“I was told there are only two processions in a woman’s life; once when she gets married and the other when she dies. Imagine my state of mind when they took me in a procession to my husband’s home in Navargaon forest in Wardha,” Sindhutai Sapkal.
It was ninth month of her pregnancy when her abusive husband, two decades older than her, kicked her out of the house and into a cow-shed in Navargaon village of Wardha District in Maharashtra. He expected her to be kicked by the cows, just like he had himself done. The 20-year-old battered and shattered woman, a mother of three, fell unconscious on the ground and when she regained consciousness, she realized she had given birth to a baby girl. The petrified woman picked up a sharp-edged stone and hit the umbilical cord several times to snap it from her body. She then mustered courage and walked a few kilometers to her mother’s house in that condition. But her mother unapologetically rejected to shelter her, after all, Sindhu was named ‘chindi’ (a torn piece of cloth) from the time she was born.
Born on 14 November 1948 at Pimpri Meghe village in Maharashtra, she was keen on completing her education. Her father was supportive of her education, but her mother opposed this hence she was unable to complete her education beyond Class 4th. At a tender age of 10 years, she was married off to a man thrice her age.
Left distraught by evils of child marriage and left banished by her husband and mother, young Sindhu never lost hope. She started singing and begging in trains and on the streets to make ends meet.
One night, while taking shelter at a crematory, unable to bear her daughter’s hunger-pangs, she collected the flour offered to the corpse and baked a roti (chapatti) from it over the fire of a burning corpse. Life was being relentlessly cruel to Sindhu who went on to become Sindhutai or maai.
“When I was out myself on the streets begging for food and fighting for survival each day, I realized that there are so many orphans who have nobody to go to. I decided to take care of them and raise them as my own,” Sindhutai says. Over a period of time, with her love and compassion, she has emerged as the “Mother of Orphans”.
Sindhutai also fought for the rehabilitation of the 84 tribal villages who were being evacuated due to a tiger preservation project. In the course of her agitation, she met the then Minister of Forests who acknowledged her efforts and agreed that the villagers should not be displaced before the government had made appropriate arrangements at alternative sites.
“By God’s grace, I had good communication skills. I could go and talk to people and influence them. Hunger made me speak and this became my source of income. I give many speeches at various places and this gets me some money which I use to take care of my children,” says the 70-year-old brilliant orator.
Till date, she has adopted and nurtured over 1200 orphans and woman who were blatantly ignored by the society. They fondly call her ‘Maai’. She helps them get education, gets them married and supports them to settle down in life. Many of her adopted children are now lawyers and doctors. Today, her biological daughter and some of her adopted children are running orphanages of their own. She uses all the money she receives through charity in buying land, constructing homes and providing education for children
At the age of 80, her husband came back to her apologetically. She accepted him as her child stating she is only a mother now! If you visit her ashram, she very affectionately introduces him as her oldest child! In person, she comes across as a powerhouse of energy and inspiration, with absolutely no negative emotions or ill will for anybody.
Sindhutai continues to relentlessly work to shape the future of these orphans as she believes that a deprived child means a deprived nation. She travels from village to village to give lectures and earn money. “Bhashan dilyawar rashan milta,” (Bhashan hai to ration hai) says Sindhutai. “I share my experiences with people and tell them that I have learnt to live despite all odds, they must learn to live too”.

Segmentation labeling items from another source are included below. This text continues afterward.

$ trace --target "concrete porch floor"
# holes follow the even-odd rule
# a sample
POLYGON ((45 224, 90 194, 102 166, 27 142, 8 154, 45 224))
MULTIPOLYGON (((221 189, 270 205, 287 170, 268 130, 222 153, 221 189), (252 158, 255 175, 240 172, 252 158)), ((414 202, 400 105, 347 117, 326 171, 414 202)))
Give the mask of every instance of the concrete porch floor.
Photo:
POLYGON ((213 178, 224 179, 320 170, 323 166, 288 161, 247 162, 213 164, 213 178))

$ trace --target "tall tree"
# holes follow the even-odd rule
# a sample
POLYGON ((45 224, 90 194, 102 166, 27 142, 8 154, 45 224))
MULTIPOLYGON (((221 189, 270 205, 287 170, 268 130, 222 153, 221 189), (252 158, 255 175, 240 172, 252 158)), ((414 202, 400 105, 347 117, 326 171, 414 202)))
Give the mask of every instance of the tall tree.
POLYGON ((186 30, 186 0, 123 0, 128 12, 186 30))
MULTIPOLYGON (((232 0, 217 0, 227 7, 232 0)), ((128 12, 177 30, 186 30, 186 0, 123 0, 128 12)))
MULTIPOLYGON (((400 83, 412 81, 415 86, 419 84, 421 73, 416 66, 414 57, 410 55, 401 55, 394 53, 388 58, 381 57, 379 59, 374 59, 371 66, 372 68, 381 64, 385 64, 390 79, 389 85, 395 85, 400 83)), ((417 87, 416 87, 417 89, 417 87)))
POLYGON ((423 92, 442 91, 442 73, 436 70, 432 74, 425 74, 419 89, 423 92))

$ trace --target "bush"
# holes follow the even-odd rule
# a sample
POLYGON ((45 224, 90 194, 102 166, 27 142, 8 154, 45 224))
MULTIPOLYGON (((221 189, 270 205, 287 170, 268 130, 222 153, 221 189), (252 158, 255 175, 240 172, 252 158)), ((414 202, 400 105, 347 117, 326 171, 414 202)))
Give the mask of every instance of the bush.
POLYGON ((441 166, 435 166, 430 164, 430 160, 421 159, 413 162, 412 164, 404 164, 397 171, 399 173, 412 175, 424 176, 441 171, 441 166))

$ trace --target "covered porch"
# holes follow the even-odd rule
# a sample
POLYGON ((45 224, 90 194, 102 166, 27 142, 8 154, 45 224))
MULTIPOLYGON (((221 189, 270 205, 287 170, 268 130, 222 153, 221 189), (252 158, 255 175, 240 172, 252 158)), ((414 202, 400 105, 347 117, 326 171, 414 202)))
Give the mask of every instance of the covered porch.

Sindhutai has deservedly received over 750 awards including one from various national and international organizations. She has founded numerous organizations across Maharashtra which provide education and shelter to thousands of orphans. A Marathi film “Mee Sindhutai Sapkal”, a biopic inspired by the true story of Sindhutai, was released in 2010. The film was nominated for its world premiere at the 54th London Film Festival
Sindhutai Sapkal deserves a grand salute for her perseverance and dedication to serve the humanity! The unusual life of Sindhutai is an inspiration for all of us. Even after facing so many hardships, she stood tall and made her way into everyone’s heart. She proved that if you are dedicated, nothing can stop you from changing the lives of thousands of people around you. We salute this brave lady and hope that the country gives birth to many such strong daughters and mothers.